Я мгновенно схватилась за посох. Уолт посветил фонариком в дверной проем. Мы увидели, как в погребальное помещение вошел призрак. Почему я так решила? Просто сквозь него просматривалась стена. Это был грузный пожилой мужчина с коротко стриженными седыми волосами, бульдожьими челюстями и сердитым выражением лица. Судя по одежде, римлянин, но с подведенными на египетский манер глазами. Так мог бы выглядеть Уинстон Черчилль, если бы знаменитый британский премьер-министр явился на закрытую костюмированную вечеринку. Но насколько я знала из школьного курса истории, римские мужчины не разрисовывали себе лица.
– Новые покойники? – спросил призрак, настороженно глядя на нас. – Давно не видел новичков. Где ваши тела?
Мы с Уолтом переглянулись.
– Вообще-то мы в них пришли, – сказала я.

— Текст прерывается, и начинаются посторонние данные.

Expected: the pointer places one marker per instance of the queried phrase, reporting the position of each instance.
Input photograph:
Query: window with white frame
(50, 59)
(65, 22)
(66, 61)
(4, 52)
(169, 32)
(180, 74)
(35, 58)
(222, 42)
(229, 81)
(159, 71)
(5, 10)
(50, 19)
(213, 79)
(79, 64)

Призрак удивленно вскинул брови.
– Di immortales![6] Вы живые?
– Пока что да, – ответил Уолт.
– Значит, вы принесли дары. – Призрак радостно потер руки. – Нам говорили, что вы придете. Мы ждали. Очень долго. Целые века. Где же вы были?
– Видите ли…
Мне не хотелось сердить призрака. Тем более что его облик стал ярче, а в магии такое нередко кончалось взрывом.